Effect of shock pressure and plastic strain on chemical reactions in NbSi and MoSi systems

Abstract

NbSi and MoSi elemental powder mixtures contained within cylindrical capsules were subjected to co-axial shock-wave loading at varying pressures (2.8–70 GPa). Shock-induced or shock-assisted chemical reactions were observed in these powder mixtures along the capsule axis. Three concentric regions with the capsules were observed: (1) fully reacted (Mach stem region); (2) partially reacted; and (3) unreacted. These results confirm the Krueger-Vreeland concept of threshold energy for shock-induced chemical reactions. Analysis of partially reacted regions enabled the identification of the reaction micromechanisms in accordance with the model proposed by Meyers, Yu and Vecchio (Acta Metall. Mater., 42 (1994) 715). Asymmetric shock-wave loading experiments on the above powder mixtures were also conducted. Significant macroscopic plastic deformation (i.e. ϵ ≌ 0.2–0.5) along with consolidation were achieved by modifying the explosive loading configuration.

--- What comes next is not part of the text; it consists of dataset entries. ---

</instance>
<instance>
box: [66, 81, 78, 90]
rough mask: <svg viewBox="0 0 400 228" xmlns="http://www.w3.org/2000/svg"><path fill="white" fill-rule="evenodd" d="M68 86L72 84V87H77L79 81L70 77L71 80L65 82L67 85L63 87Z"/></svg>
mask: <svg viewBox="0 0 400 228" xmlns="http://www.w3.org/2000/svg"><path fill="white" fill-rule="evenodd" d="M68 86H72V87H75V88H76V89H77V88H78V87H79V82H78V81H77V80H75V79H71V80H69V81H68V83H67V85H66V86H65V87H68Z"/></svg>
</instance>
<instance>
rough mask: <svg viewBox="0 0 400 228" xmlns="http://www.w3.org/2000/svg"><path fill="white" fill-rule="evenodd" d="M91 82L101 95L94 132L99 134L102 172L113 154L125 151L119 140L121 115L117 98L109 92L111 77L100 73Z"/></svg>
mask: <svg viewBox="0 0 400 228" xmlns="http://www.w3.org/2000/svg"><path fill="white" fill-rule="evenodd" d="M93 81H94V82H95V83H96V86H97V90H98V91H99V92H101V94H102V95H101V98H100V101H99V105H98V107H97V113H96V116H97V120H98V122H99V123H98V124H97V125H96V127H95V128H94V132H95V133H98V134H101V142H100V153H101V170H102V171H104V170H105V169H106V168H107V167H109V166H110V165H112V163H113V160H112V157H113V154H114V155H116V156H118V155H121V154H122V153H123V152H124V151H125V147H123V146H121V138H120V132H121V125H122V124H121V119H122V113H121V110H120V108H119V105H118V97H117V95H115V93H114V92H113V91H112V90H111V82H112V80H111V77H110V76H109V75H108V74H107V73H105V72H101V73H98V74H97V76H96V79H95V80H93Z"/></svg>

Because of the asymmetric loading, regions of shear localization were produced. These regions were also characterized by the onset of the chemical reaction resulting from the local thermal excursion due to both the frictional dissipation of kinetic energy and plastic deformation. The results obtained in this investigation confirm the earlier hypothesis that the shock energy dissipated by plastic deformation does play an important role in the initiation of the chemical reaction. It is proposed that the Krueger-Vreeland threshold energy be modified to take into account the plastic deformation energy.